CRLS History teacher and Watertown School Committee member Ms. Lily Read told the Register Forum, “I’ve had students who have gone through the automotive program and two years out of high school, are making more money than me with a masters degree. It’s because they’ve found their niche, they’ve found what they really want to do, and they pursued it.” Read explained that it is her mission to connect with each of her students to help them succeed by their own definition of success. She wishes the rest of the school had a similar perspective: “Everybody has a unique skill set and a unique perspective and to me, the role of public education is to maximize the opportunities for every kid’s skillset as best we can.” However, it is important to note that education still largely determines income levels. According to the US Bureau of Labor Statistics data from 2020, with each increasing level of education, salary and employment rates increase. In an interview with the Register Forum, Principal Damon Smith explained that he feels very strongly that students go to college if possible. If not directly after graduation, he hopes that students will go to college at some point in their lives. “Stopping at high school, that’s the end of your formal education? No, I don’t want that for you. It may not be right now, but I don’t want that for you.” 

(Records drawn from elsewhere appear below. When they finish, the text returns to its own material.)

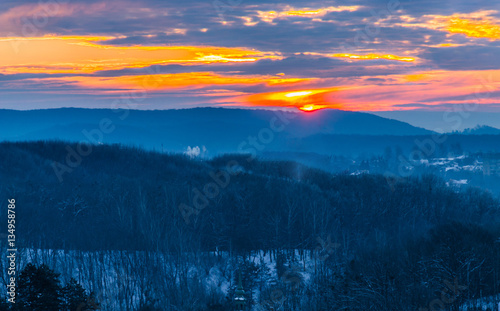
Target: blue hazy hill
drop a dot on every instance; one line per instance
(219, 129)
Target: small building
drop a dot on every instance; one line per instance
(491, 164)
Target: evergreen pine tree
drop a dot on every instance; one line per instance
(39, 289)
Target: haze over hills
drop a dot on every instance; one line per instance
(217, 128)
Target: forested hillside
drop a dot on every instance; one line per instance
(397, 243)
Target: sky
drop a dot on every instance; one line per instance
(367, 55)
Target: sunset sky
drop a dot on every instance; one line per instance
(353, 55)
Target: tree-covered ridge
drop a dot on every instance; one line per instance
(397, 242)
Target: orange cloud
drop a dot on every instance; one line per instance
(306, 100)
(85, 55)
(288, 11)
(186, 81)
(365, 57)
(473, 28)
(479, 24)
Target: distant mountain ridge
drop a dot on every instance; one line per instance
(480, 130)
(220, 130)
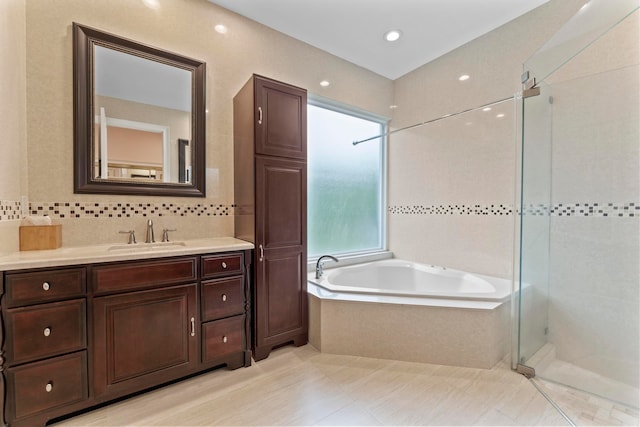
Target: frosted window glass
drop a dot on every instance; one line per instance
(344, 183)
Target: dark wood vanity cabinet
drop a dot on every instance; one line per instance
(44, 347)
(79, 336)
(270, 153)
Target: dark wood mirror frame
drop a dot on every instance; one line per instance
(84, 38)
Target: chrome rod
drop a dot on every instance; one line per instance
(446, 116)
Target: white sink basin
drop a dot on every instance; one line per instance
(143, 247)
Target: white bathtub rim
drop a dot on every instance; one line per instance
(358, 297)
(332, 291)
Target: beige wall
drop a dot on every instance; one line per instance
(13, 113)
(183, 26)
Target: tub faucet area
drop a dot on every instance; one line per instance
(150, 238)
(319, 264)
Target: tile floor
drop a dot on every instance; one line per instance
(301, 386)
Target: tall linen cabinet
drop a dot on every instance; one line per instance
(270, 185)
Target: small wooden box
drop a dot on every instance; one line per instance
(39, 237)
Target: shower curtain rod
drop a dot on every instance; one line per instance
(433, 120)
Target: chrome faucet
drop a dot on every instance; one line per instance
(150, 238)
(319, 264)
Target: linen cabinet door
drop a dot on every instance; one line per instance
(144, 338)
(281, 122)
(280, 283)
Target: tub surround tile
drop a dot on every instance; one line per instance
(441, 335)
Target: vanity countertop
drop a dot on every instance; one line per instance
(117, 252)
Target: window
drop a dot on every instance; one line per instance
(346, 191)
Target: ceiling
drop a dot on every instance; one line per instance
(354, 29)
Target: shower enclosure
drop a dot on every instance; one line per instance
(577, 276)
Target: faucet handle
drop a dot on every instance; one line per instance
(165, 234)
(132, 236)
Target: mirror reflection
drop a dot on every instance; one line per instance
(142, 114)
(138, 118)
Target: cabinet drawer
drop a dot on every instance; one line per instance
(221, 265)
(45, 330)
(44, 286)
(223, 337)
(145, 274)
(222, 298)
(39, 386)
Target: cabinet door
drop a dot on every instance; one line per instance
(281, 119)
(144, 338)
(281, 234)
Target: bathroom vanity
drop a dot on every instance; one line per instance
(83, 326)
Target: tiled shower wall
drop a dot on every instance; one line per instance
(452, 183)
(594, 289)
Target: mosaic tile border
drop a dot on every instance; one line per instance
(9, 210)
(451, 210)
(630, 209)
(64, 210)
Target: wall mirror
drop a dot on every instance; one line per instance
(139, 118)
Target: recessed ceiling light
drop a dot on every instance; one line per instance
(392, 35)
(152, 4)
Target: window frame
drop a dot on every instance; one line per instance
(382, 251)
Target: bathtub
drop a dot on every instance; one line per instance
(396, 277)
(401, 310)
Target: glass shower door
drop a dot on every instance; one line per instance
(578, 276)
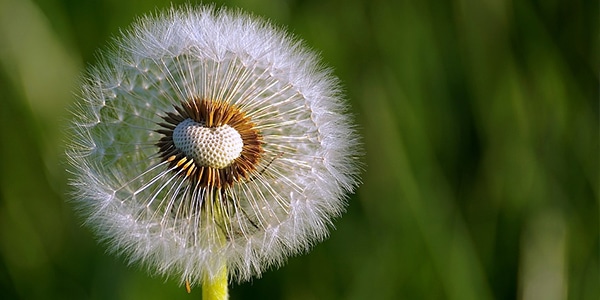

Smith also understands that many students would not like to pursue four-year college degrees. “The city of Cambridge provides great opportunities for students, and my job is to connect those students to those opportunities and then help them have more opportunities when they are graduating so that they are successful and they can lead a life of their own choosing.” According to the CRLS school profile, at least 1 in 10 students at CRLS have no plans after graduation. Principal Smith says that, for these students, “we have work to do.”